Code, surrounding comment, and the original commit show that the two seconds were intended as a wake-up cadence to re-check the channel-shutdown signal, not as a deadline. The actual response deadline is the per-query timeout (default 120s, configurable via liveproxyd_default_connection_params) and is already enforced separately in the same loop.

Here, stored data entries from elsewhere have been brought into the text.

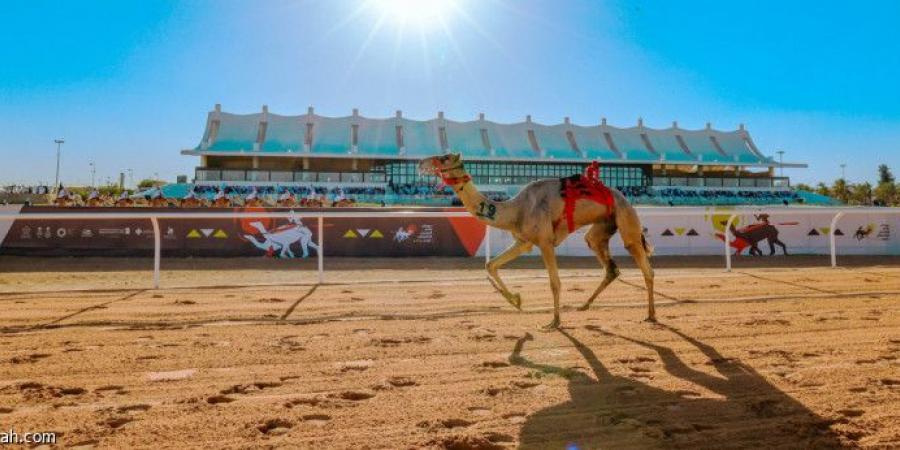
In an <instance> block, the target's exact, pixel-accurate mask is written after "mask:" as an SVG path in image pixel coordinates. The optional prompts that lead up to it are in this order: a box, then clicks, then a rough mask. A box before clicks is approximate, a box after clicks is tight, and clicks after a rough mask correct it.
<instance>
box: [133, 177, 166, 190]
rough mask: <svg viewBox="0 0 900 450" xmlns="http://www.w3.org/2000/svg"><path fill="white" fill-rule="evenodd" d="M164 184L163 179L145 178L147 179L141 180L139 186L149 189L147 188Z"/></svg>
mask: <svg viewBox="0 0 900 450" xmlns="http://www.w3.org/2000/svg"><path fill="white" fill-rule="evenodd" d="M163 184H164V183H163V182H162V181H159V180H151V179H150V178H145V179H143V180H141V182H140V183H138V188H139V189H147V188H151V187H154V186H162V185H163Z"/></svg>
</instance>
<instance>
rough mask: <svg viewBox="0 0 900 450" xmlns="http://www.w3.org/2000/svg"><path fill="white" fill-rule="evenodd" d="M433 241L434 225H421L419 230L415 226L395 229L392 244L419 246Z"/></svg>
mask: <svg viewBox="0 0 900 450" xmlns="http://www.w3.org/2000/svg"><path fill="white" fill-rule="evenodd" d="M433 240H434V225H431V224H423V225H422V228H421V229H420V228H419V227H418V226H416V225H415V224H410V225H407V226H406V227H400V228H397V231H394V242H398V243H400V242H414V243H419V244H427V243H431V242H432V241H433Z"/></svg>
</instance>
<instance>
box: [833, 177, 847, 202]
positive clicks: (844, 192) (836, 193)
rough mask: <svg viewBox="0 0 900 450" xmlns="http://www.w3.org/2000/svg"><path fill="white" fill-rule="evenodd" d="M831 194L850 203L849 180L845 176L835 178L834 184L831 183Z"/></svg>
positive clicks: (842, 201) (837, 198)
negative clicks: (844, 178)
mask: <svg viewBox="0 0 900 450" xmlns="http://www.w3.org/2000/svg"><path fill="white" fill-rule="evenodd" d="M831 196H832V197H834V198H836V199H838V200H840V201H842V202H844V203H849V201H850V188H849V186H847V180H845V179H843V178H838V179H837V180H834V184H833V185H831Z"/></svg>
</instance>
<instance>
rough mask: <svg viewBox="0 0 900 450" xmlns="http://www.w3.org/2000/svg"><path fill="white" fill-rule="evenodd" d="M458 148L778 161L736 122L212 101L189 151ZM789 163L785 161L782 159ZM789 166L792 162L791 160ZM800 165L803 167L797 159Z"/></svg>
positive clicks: (295, 151)
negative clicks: (598, 122) (415, 110)
mask: <svg viewBox="0 0 900 450" xmlns="http://www.w3.org/2000/svg"><path fill="white" fill-rule="evenodd" d="M449 152H458V153H462V155H463V156H464V158H465V159H468V160H515V161H567V162H568V161H584V162H587V161H591V160H600V161H608V162H622V163H628V162H634V163H668V164H726V165H756V166H778V165H780V164H778V163H776V162H775V161H774V160H773V159H772V158H771V157H766V156H764V155H762V153H760V152H759V150H758V149H757V148H756V145H755V144H754V143H753V140H752V139H751V138H750V134H749V133H748V132H747V131H746V130H745V129H744V127H743V125H742V126H741V127H740V128H739V129H737V130H734V131H718V130H714V129H712V127H711V126H709V125H707V128H706V129H703V130H684V129H681V128H678V127H677V124H674V123H673V126H672V127H671V128H666V129H653V128H647V127H645V126H643V123H642V121H640V120H639V121H638V126H636V127H629V128H619V127H614V126H611V125H607V124H606V120H605V119H604V120H603V121H602V123H601V124H599V125H592V126H584V125H575V124H572V123H571V122H570V121H569V119H568V118H566V119H565V121H564V122H563V123H560V124H554V125H544V124H538V123H534V122H532V121H531V117H530V116H528V117H527V118H526V120H525V121H524V122H519V123H514V124H501V123H497V122H493V121H489V120H486V119H485V118H484V115H483V114H481V115H479V118H478V119H477V120H472V121H463V122H460V121H455V120H449V119H446V118H444V115H443V113H438V117H437V118H434V119H429V120H411V119H407V118H404V117H403V116H402V114H401V112H400V111H397V114H396V116H395V117H392V118H384V119H372V118H367V117H362V116H360V115H359V113H358V112H357V111H356V110H353V114H352V115H350V116H345V117H325V116H320V115H317V114H315V113H314V111H313V109H312V108H309V111H308V112H307V113H306V114H302V115H296V116H282V115H277V114H271V113H269V112H268V108H267V107H265V106H264V107H263V110H262V112H260V113H256V114H230V113H225V112H222V111H221V108H220V107H219V106H218V105H216V108H215V110H213V111H211V112H210V113H209V115H208V119H207V122H206V130H205V131H204V134H203V139H202V141H201V142H200V144H199V145H197V146H196V147H195V148H193V149H188V150H184V151H183V153H184V154H193V155H203V154H212V155H230V154H243V155H247V154H251V155H260V156H263V155H270V156H306V157H358V158H381V159H388V158H390V159H414V158H421V157H424V156H430V155H435V154H441V153H449ZM785 165H786V166H788V164H785ZM791 166H798V165H796V164H791ZM799 166H800V167H802V166H803V165H799Z"/></svg>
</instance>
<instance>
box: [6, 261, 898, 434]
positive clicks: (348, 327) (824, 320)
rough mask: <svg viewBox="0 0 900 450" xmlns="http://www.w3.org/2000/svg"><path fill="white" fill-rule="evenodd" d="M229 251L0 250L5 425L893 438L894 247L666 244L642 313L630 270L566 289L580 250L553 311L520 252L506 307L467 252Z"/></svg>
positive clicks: (204, 428)
mask: <svg viewBox="0 0 900 450" xmlns="http://www.w3.org/2000/svg"><path fill="white" fill-rule="evenodd" d="M75 261H77V260H69V261H68V262H69V263H72V262H75ZM240 261H241V260H231V263H233V264H236V265H238V266H240V267H239V268H237V269H234V270H217V268H218V269H225V268H226V267H227V265H228V264H229V262H228V261H225V262H222V261H214V262H211V263H210V264H208V265H205V266H204V268H205V269H207V270H199V266H201V265H203V264H204V263H203V262H202V261H195V262H192V263H191V264H195V263H196V264H197V265H198V270H192V269H191V268H190V267H187V268H186V267H184V266H181V267H176V268H173V269H172V270H170V271H168V272H166V273H165V274H164V280H165V283H167V286H171V287H170V288H167V289H163V290H160V291H151V290H145V289H144V287H145V286H146V282H147V273H146V272H145V271H142V270H139V269H140V267H138V266H131V265H129V264H130V263H127V262H124V263H123V262H122V260H119V261H113V263H110V262H109V261H104V260H96V261H93V262H91V263H89V264H87V265H85V264H84V263H82V264H79V266H78V267H77V268H75V267H72V268H71V269H70V270H69V271H67V272H58V270H59V268H60V267H59V264H60V263H59V261H56V262H51V260H46V261H44V262H42V260H28V259H21V258H19V259H5V258H4V259H0V267H3V268H4V269H5V270H4V272H3V273H0V290H2V291H4V292H3V293H0V306H2V309H0V319H2V320H0V331H2V333H0V359H2V361H0V373H2V377H0V408H2V409H0V418H2V419H3V423H4V424H5V425H12V427H13V428H15V429H16V430H19V431H37V430H54V431H58V432H60V433H61V436H60V440H61V443H62V444H64V445H67V446H72V445H76V444H84V445H90V446H96V447H125V446H139V447H158V446H160V445H163V446H171V447H175V446H178V447H183V446H191V447H200V446H213V447H232V448H245V447H248V446H292V447H305V448H363V447H369V448H410V447H422V446H426V447H427V446H433V447H440V448H510V447H517V446H520V447H523V448H565V447H566V446H567V445H570V444H575V445H577V447H578V448H597V447H604V448H624V447H632V448H654V447H659V448H673V447H674V448H698V447H705V448H729V447H735V448H737V447H745V448H770V447H783V448H798V447H828V446H832V447H841V446H845V447H856V446H864V447H891V446H897V445H900V413H898V411H900V407H898V406H900V362H898V357H900V314H898V312H900V311H898V310H900V302H898V299H900V268H898V267H890V266H863V267H853V268H848V269H837V270H831V269H822V268H802V269H786V268H782V267H770V268H763V269H759V268H757V269H751V268H738V269H737V270H736V271H735V272H733V273H729V274H726V273H724V272H722V270H721V269H720V268H706V269H704V268H691V269H679V268H676V267H674V266H676V265H675V264H672V263H669V264H661V265H662V266H664V268H661V269H659V270H658V271H657V289H658V291H659V303H660V305H661V306H660V308H659V310H658V314H659V317H660V320H661V325H650V324H647V323H643V322H641V319H643V317H644V314H645V304H644V297H643V296H644V291H643V288H642V287H641V286H642V283H641V281H640V277H639V274H638V272H637V271H636V270H634V269H626V270H624V274H623V277H622V281H621V282H616V283H614V284H613V285H612V286H611V287H610V288H609V289H608V291H607V292H605V293H604V294H603V296H602V297H601V298H600V299H599V300H598V302H597V304H596V306H595V307H594V308H593V309H592V310H591V311H589V312H576V311H574V310H573V308H572V307H573V306H575V305H578V304H579V303H580V302H581V301H583V300H584V298H585V297H586V296H587V295H588V294H589V293H590V291H592V290H593V288H594V287H595V286H596V284H597V283H598V282H599V280H598V279H597V277H596V273H597V272H596V269H593V268H591V266H590V265H582V264H580V263H572V264H569V265H568V267H567V268H565V269H564V270H563V276H564V279H563V291H564V294H565V295H564V298H563V303H564V305H566V306H567V310H566V311H564V313H563V321H564V325H565V326H566V328H565V329H564V330H563V331H562V332H553V333H545V332H541V331H539V327H540V325H542V324H544V323H545V322H547V321H549V319H550V315H549V310H548V306H549V304H550V295H549V289H548V286H547V281H546V279H544V278H540V277H541V276H543V274H542V272H541V271H540V269H537V268H535V266H534V264H532V263H524V264H522V265H520V266H519V268H518V269H512V270H507V271H505V272H504V275H506V277H507V278H508V279H509V284H511V285H513V286H515V288H516V289H517V290H519V291H521V292H522V294H523V298H524V301H525V311H524V312H522V313H518V312H515V311H513V310H511V309H510V308H509V307H507V306H506V304H505V303H504V302H503V300H502V299H501V298H500V297H499V295H497V294H496V293H494V292H492V290H491V289H490V287H489V285H488V283H487V282H486V281H485V280H484V278H483V272H482V271H481V269H479V268H478V265H479V264H477V263H476V264H473V263H471V262H470V261H469V260H463V261H457V260H446V261H445V260H424V259H423V260H406V261H403V262H397V261H396V260H394V261H393V262H387V261H370V262H368V263H366V264H369V266H362V267H360V264H356V266H355V267H351V266H352V265H351V266H347V267H341V266H340V264H335V265H333V266H332V267H334V268H336V269H338V270H336V271H334V272H330V273H329V280H330V281H331V282H332V283H336V284H326V285H321V286H316V285H314V284H312V283H311V281H312V274H310V273H309V271H302V270H295V269H304V268H308V267H307V266H305V265H304V264H306V263H300V264H299V265H296V266H293V265H292V266H285V265H284V264H282V265H280V266H275V268H274V269H273V266H270V265H266V264H268V263H259V262H256V263H252V264H247V263H245V262H240ZM795 261H798V260H795ZM176 264H177V263H172V265H176ZM182 264H186V263H182ZM388 264H393V265H394V266H395V267H399V268H398V269H396V270H391V271H388V270H383V269H381V270H376V269H377V268H378V267H385V266H387V265H388ZM54 265H57V266H56V267H54ZM665 266H669V267H668V268H666V267H665ZM170 267H171V266H170ZM210 267H212V268H210ZM445 267H451V268H453V270H445V269H444V268H445ZM413 268H418V269H419V270H413ZM10 269H14V270H10ZM100 269H103V270H104V272H98V270H100ZM175 269H177V270H175ZM388 278H394V279H399V278H403V279H407V280H418V281H408V282H392V283H387V282H377V281H375V280H384V279H388ZM259 283H270V284H271V285H270V286H258V285H256V286H254V284H259ZM191 284H193V285H194V286H197V285H206V284H228V285H231V286H233V287H229V288H221V287H204V288H191V287H185V286H188V285H191ZM178 286H182V287H178ZM74 289H91V290H87V291H80V292H76V291H73V290H74Z"/></svg>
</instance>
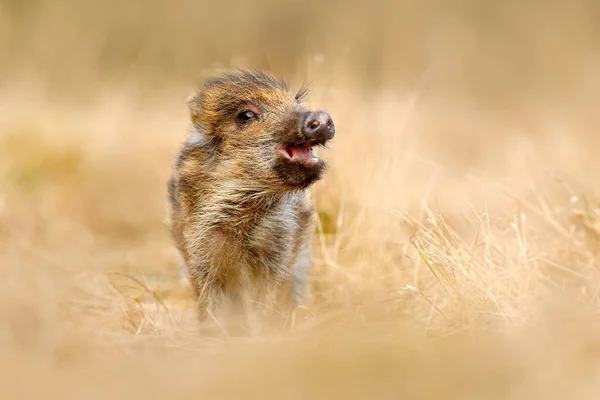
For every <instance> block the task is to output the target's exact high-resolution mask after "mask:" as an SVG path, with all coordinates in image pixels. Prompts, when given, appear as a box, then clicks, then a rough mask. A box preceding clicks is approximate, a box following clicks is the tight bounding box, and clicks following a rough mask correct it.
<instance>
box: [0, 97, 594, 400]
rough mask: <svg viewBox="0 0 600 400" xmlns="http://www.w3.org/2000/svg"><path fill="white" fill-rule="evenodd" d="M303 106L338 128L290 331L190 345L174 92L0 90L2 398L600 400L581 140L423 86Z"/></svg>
mask: <svg viewBox="0 0 600 400" xmlns="http://www.w3.org/2000/svg"><path fill="white" fill-rule="evenodd" d="M313 92H314V96H313V98H312V100H311V102H312V103H315V104H325V105H326V106H327V109H328V110H329V111H330V113H331V114H332V115H333V116H334V118H335V121H336V126H337V130H338V135H336V139H335V141H334V143H332V145H331V146H330V150H329V151H327V152H326V153H324V154H323V156H324V157H325V158H326V159H327V160H328V161H329V163H330V168H329V171H328V174H327V176H326V178H325V179H324V180H323V181H322V182H320V183H319V184H318V185H317V186H316V187H315V195H316V199H317V208H318V215H316V216H315V218H316V220H317V221H318V224H317V228H316V231H315V241H314V248H315V254H314V263H315V268H314V271H313V274H312V290H313V296H312V301H311V312H312V314H307V315H305V316H304V318H303V319H301V320H300V322H299V323H298V325H297V326H296V327H295V329H294V330H292V331H290V332H280V331H273V330H270V329H269V328H268V327H265V326H262V327H261V326H256V329H255V330H254V331H251V332H248V335H246V336H242V337H228V336H226V335H224V336H222V337H217V338H215V337H212V338H206V337H202V336H201V335H199V334H198V324H197V321H196V315H195V313H194V307H193V302H192V299H191V295H190V292H189V290H188V289H187V287H186V286H185V284H184V282H182V281H181V279H180V276H179V271H178V267H177V257H176V254H175V251H174V249H173V246H172V243H171V241H170V238H169V236H168V232H167V229H166V226H165V222H164V219H165V215H164V212H165V200H166V197H165V196H166V180H167V177H168V175H169V171H170V166H171V163H172V161H173V157H174V156H175V154H176V151H177V148H178V146H179V145H180V143H181V142H182V140H183V139H184V137H185V132H186V130H187V129H188V120H187V114H186V112H187V111H186V109H185V104H184V101H183V100H182V99H184V96H183V92H182V91H174V92H173V93H169V94H165V95H162V96H157V97H156V100H153V101H147V100H144V102H142V101H140V100H139V98H138V97H137V96H139V94H131V93H118V92H113V93H110V94H109V95H107V96H106V97H102V98H101V99H98V100H95V101H89V102H85V103H76V102H73V101H71V100H68V99H66V100H65V99H63V100H60V101H57V100H55V101H50V100H48V99H36V101H27V102H25V101H24V100H20V99H19V97H18V96H12V97H10V98H9V97H6V98H5V100H6V101H5V103H4V104H2V107H0V109H1V110H2V112H1V114H0V128H1V130H2V136H0V140H1V141H2V143H1V146H0V184H1V187H2V192H1V197H0V239H1V240H0V246H1V252H0V264H1V265H2V266H3V268H2V274H3V276H2V279H0V281H1V282H2V290H1V291H0V296H2V299H3V301H2V303H1V304H2V306H1V308H0V321H1V322H2V323H1V324H0V333H1V334H0V351H1V352H2V354H3V356H2V358H1V359H2V361H1V362H0V368H2V370H3V371H2V376H4V379H3V380H2V381H3V387H4V391H5V392H6V391H7V390H8V393H13V394H14V396H15V397H19V398H24V397H33V396H39V395H41V394H44V395H46V393H49V394H52V395H56V396H57V397H61V398H65V397H75V396H77V397H79V396H82V395H85V396H96V397H99V398H106V397H107V396H117V397H124V396H125V394H126V393H127V394H128V396H130V395H135V396H144V397H151V398H154V397H156V398H158V397H165V396H171V397H177V398H187V397H192V396H197V395H199V394H205V395H211V396H218V397H219V398H230V397H231V398H240V396H242V397H244V398H253V397H256V398H271V397H272V398H288V397H289V398H296V397H302V398H304V397H310V398H315V397H316V398H331V397H332V396H334V395H335V394H337V395H345V396H347V397H348V398H366V397H369V398H392V397H394V398H397V396H398V395H401V394H404V395H407V396H412V397H421V398H439V397H443V398H465V397H473V398H482V397H485V398H503V399H504V398H515V399H520V398H542V397H543V398H565V396H567V395H568V396H569V398H591V396H593V395H594V393H595V394H597V393H598V391H600V387H599V386H598V384H597V379H595V378H596V377H597V374H598V372H599V371H600V369H599V368H598V362H597V361H598V360H599V342H598V339H597V333H598V326H597V322H596V321H595V319H596V318H597V305H598V296H597V295H598V284H597V282H599V280H598V278H599V276H598V275H599V272H598V238H599V235H600V203H599V202H598V197H597V187H595V186H594V184H595V177H594V176H593V175H592V174H590V173H589V172H588V171H591V170H593V169H592V167H593V166H594V165H595V163H597V161H594V158H593V155H592V154H591V153H592V152H591V151H589V149H591V148H592V147H591V145H592V144H593V143H596V142H595V139H594V138H593V137H590V136H588V135H586V134H585V133H582V132H583V131H582V130H581V129H582V127H581V126H578V125H577V124H575V123H572V124H571V125H568V124H566V123H565V124H564V125H563V126H564V128H563V129H564V130H562V131H560V132H558V133H557V134H556V135H554V136H553V135H542V134H541V133H540V132H542V133H543V131H544V129H546V128H547V126H545V125H544V121H545V116H546V114H543V113H542V112H540V113H538V114H531V115H529V118H528V119H516V118H508V119H507V118H503V117H501V116H495V115H490V114H488V113H485V112H481V111H478V110H477V108H475V107H474V106H473V105H472V104H453V105H452V108H450V106H449V105H448V104H444V107H442V108H440V106H439V104H437V103H436V102H434V101H428V100H427V99H425V98H421V97H419V93H418V92H414V93H409V94H406V95H405V96H400V95H397V96H395V95H380V96H375V97H373V98H371V99H369V101H365V100H364V99H362V98H360V96H357V95H353V91H352V89H351V88H347V87H346V88H344V87H333V88H331V87H317V88H315V90H314V91H313ZM10 99H13V101H9V100H10ZM15 99H16V100H15ZM352 110H362V111H363V112H361V113H356V112H353V111H352ZM367 115H368V116H369V118H366V116H367ZM32 116H34V118H32ZM373 121H375V122H373ZM567 122H569V121H568V120H567ZM527 129H528V130H529V131H528V133H529V134H528V135H525V134H522V133H521V132H522V130H527Z"/></svg>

The exception was visible in setups where the central site queries many distributed sites in a single REST API call (for example host/collections/all with many columns=). The Apache CGI process consumes site responses serially, so while it is busy reading or parsing one site's response, other sites' kernel send buffers can fill on the local unix socket. Today's loop treated that transient back-pressure as a fatal error, even though the request typically had well over 100 seconds of remaining budget. On the affected distributed sites this manifested as SSL routines::unexpected eof while reading.

The send loop now uses the two-second select() purely as a polling cadence and keeps retrying until the socket becomes writable, the channel is asked to terminate, or the configured query timeout is exceeded. As a related cleanup, when the peer closes the local socket mid-send, the resulting BrokenPipeError from send() is caught and reported as Client closed connection while sending response instead of propagating as an unhandled exception. No configuration change is required.